User profiles become more elaborate and complex trying to reflect the dynamics of constantly changing user context and interests. For instance, Bahrami et al. [56] distinguish static and dynamic user interests for profile construction in their information retrieval framework. Barbu and Simina [57] distinguish Recent and Long-Term continuously learnt user profiles and apply them to information filtering tasks. Further, information systems utilized by mobile devices often extend the notion of user profile in conventional IR systems bringing specific contextual information into it. For instance, Carrillo-Ramos et al. [48], in attempt to adapt information to a nomadic user by taking context of use into consideration, introduce Contextual User Profile which consists of user preferences and current context (location, mobile device features, access rights, user activities) of use. Ferscha et al. [58] propose context-aware profile description language (PPDL) expressing mobile peers' preferences with respect to a particular situation. Finally, some attempts to provide more holistic approaches to profile structuring, such as Gargi [59]'s Information Navigation Profile (INP) defining attributes for characterizing IR interfaces, interaction and presentation modes, are made resulting in complex profiles that consist of multiple search criteria.
2.3.4. On User Contexts
As we already noted, personalization with better focus on user contexts and situations is the topic to be better investigated in the near future. As personalization depends much of the intents of and results expected by a user, it is essential to accurately assess his/her contextual characteristics.

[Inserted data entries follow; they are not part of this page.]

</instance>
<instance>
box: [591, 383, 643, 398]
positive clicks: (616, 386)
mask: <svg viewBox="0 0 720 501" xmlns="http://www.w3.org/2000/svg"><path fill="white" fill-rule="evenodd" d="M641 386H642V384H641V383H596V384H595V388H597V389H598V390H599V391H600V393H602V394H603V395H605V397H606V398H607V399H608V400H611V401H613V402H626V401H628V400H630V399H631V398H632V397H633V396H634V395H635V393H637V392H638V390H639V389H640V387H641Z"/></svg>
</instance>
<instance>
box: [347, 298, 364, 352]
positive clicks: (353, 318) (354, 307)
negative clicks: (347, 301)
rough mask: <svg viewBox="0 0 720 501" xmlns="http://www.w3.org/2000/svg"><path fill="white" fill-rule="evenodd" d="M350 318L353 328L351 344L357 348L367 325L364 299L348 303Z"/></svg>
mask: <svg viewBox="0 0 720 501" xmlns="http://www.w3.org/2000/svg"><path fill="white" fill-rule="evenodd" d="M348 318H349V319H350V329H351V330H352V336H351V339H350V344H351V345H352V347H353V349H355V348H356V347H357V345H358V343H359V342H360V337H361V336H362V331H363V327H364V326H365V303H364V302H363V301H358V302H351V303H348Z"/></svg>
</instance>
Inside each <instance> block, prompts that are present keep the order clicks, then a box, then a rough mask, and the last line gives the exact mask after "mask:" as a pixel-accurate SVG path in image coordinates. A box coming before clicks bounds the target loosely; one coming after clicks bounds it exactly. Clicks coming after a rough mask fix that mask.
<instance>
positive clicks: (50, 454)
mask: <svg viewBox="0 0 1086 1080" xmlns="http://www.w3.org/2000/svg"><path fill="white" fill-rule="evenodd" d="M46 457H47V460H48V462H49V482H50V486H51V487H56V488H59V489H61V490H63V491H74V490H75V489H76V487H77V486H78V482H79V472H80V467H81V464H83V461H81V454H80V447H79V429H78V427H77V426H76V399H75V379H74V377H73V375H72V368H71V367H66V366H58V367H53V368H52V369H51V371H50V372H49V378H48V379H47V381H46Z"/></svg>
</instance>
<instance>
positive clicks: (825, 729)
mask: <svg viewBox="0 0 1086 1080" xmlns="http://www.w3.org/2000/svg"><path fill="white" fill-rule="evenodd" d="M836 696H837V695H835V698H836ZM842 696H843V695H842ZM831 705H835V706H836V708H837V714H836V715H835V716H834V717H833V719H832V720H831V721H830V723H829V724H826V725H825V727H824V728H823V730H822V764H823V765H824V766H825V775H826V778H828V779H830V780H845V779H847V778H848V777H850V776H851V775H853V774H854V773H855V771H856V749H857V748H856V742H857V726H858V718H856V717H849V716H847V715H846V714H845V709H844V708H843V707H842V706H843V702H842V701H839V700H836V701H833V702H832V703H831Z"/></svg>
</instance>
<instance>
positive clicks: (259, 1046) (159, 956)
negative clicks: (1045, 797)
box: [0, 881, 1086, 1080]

In spite the fact that a number of personalization approaches today use the notion of context, such 'context' is usually derived from queries and retrieved documents and/or inferred from user actions. They are not likely to accurately capture the situation and the context which includes far more factors than taken in such approaches. Furthermore, the definition differs from one solution to another. And, naturally, the diversity grows in mobile and ubiquitous personalization approaches because of context peculiarities. For instance, while context of a user is being learnt, for instance, from documents and ontologies [60], multiple context attributes like environmental and other properties (time, location, temperature, space, speed, etc.) are considered in [61] to define context-aware profiles. And probably because of such differences related to application domains, there is very little exchange of verified practices among researchers working on personalization in different areas and, despite available similarities in various domains, the one-sided views on context are not rare. There are endeavors to utilize context and situation in a holistic fashion (e.g., [26]), however they are mostly on the level of theory. We believe that accurately and timely estimated contextual information will greatly contribute the field of personalization, therefore further endeavors to characterize, methods to capture and systematize knowledge about it should be continued, deepened and corroborated with empirical studies.